Auch wenn mit der "mehraktigen Ausbildung" der Begriff der Erstausbildung für Zwecke des Kindergelds und Kinderfreibetrags ganz erheblich ausgeweitet wird, so bleibt der Begriff der "richtigen" Erstausbildung für Zwecke des Werbungskostenabzugs unberührt. Hier liegt ab 2015 eine Erstausbildung vor, wenn die Ausbildung in einem geordneten Ausbildungsgang mindestens 12 Monate in Vollzeit dauert und mit einer Prüfung abgeschlossen wird (§ 9 Abs. 6 Satz 2 EStG). Während der danach folgenden Zweitausbildung können die Kosten in voller Höhe als Werbungskosten abgesetzt werden, und ein Verlust kann auf das jeweils folgende Jahr vorgetragen werden.

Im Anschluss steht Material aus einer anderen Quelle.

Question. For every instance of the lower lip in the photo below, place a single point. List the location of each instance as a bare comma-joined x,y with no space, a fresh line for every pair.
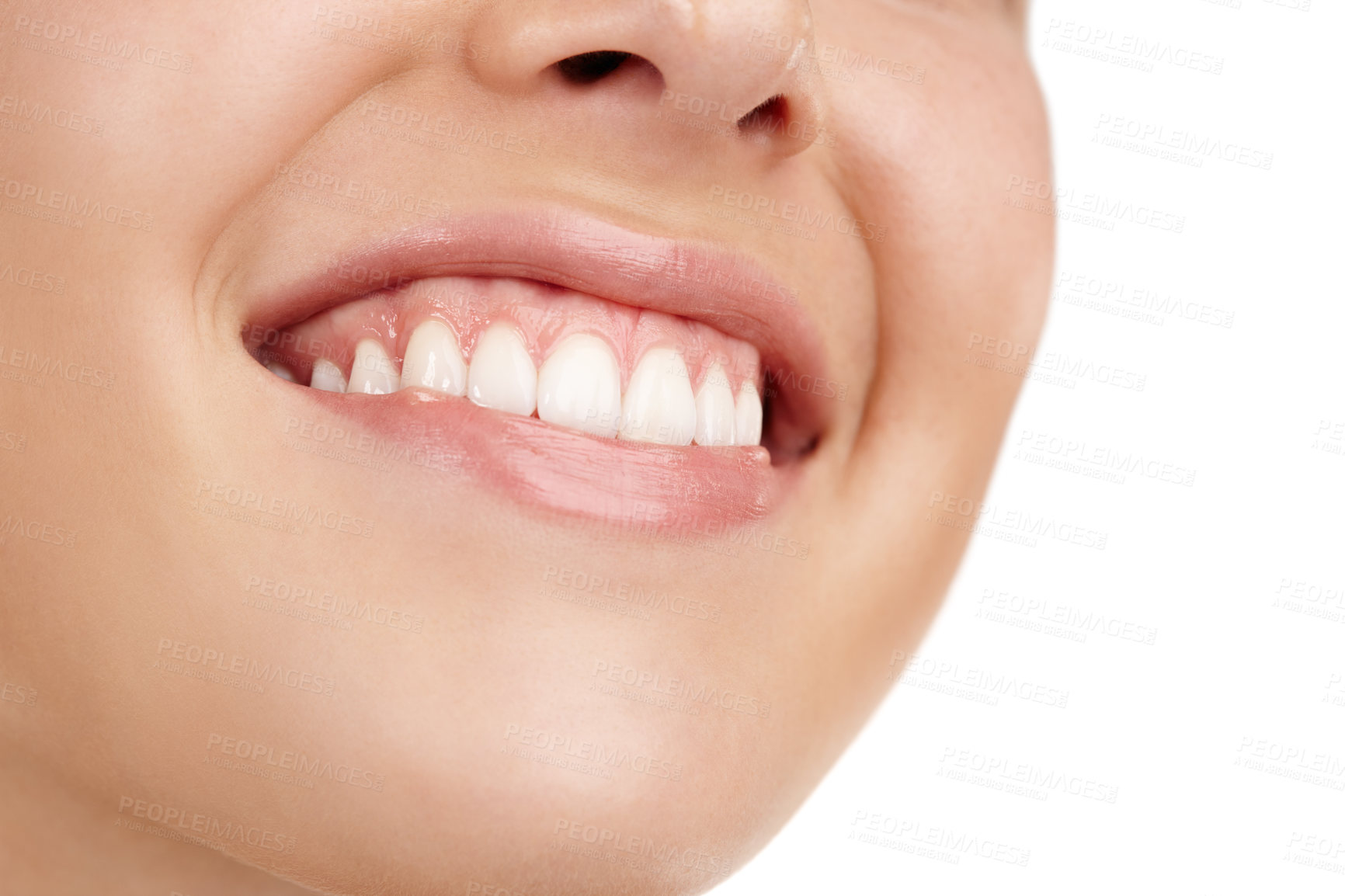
542,466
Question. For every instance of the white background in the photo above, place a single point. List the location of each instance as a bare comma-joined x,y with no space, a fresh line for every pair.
1223,741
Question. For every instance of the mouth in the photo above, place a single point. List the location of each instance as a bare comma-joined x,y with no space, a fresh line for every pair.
571,362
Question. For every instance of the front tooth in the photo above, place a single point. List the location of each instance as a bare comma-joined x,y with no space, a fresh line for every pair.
714,411
658,404
373,372
747,422
502,374
433,359
580,387
327,377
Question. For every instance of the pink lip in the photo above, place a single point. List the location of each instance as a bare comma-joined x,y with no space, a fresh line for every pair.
541,464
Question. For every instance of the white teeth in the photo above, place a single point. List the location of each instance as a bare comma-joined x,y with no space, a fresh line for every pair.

Die Finanzverwaltung hat ausdrücklich klargestellt, dass die kindergeldrechtliche Rechtsprechung (ab 2015) anzuwenden ist und es dabei unerheblich ist, ob die Berufsausbildung bzw. das Studium die besonderen Voraussetzungen für eine Erstausbildung gemäß § 9 Abs. 6 EStG erfüllen. Folglich wird der Gleichklang der "Erstausbildung" beim Kindergeld und beim Werbungskostenabzug durchbrochen (BMF-Schreiben vom 8.2.2016, BStBl. 2016 I S. 226, Tz. 12d).
Hans beendet im Februar 2012 eine Ausbildung zum Elektroniker (Lehre) und bewirbt sich sofort um einen Platz an der Fachoberschule für Technik. Der Besuch dieser Schule ist Voraussetzung für ein Studium an einer Fachhochschule. Er strebt nämlich den Abschluss als Elektrotechniker oder Elektroingenieur an. Die Fachoberschule besucht er ab August 2012.
In der Zwischenzeit von März bis Juli 2012 arbeitet er in Vollzeit in seinem erlernten Beruf zum üblichen Gehalt. Diese Zwischenzeit gilt als Wartezeit auf einen Ausbildungsplatz und ist ebenfalls kindergeldbegünstigt. Im Oktober 2013 nimmt er das Studium an der Fachhochschule auf. Die Familienkasse verweigert das Kindergeld für die Wartezeit wegen der Erwerbstätigkeit.
Der BFH sieht hier eine "mehraktige Berufsausbildung" (Lehre - Fachoberschule - Fachhochschule), die insgesamt eine einheitliche Erstausbildung darstellt. Der erste berufsqualifizierende Abschluss der Lehre stellt noch keine Erstausbildung dar. Die weiteren Ausbildungsmaßnahmen sind Bestandteil eines einheitlichen Ausbildungsgangs. Sie stehen in einem engen sachlichen Zusammenhang zur ersten berufsqualifizierenden Maßnahme und wurden auch innerhalb eines engen zeitlichen Zusammenhangs durchgeführt.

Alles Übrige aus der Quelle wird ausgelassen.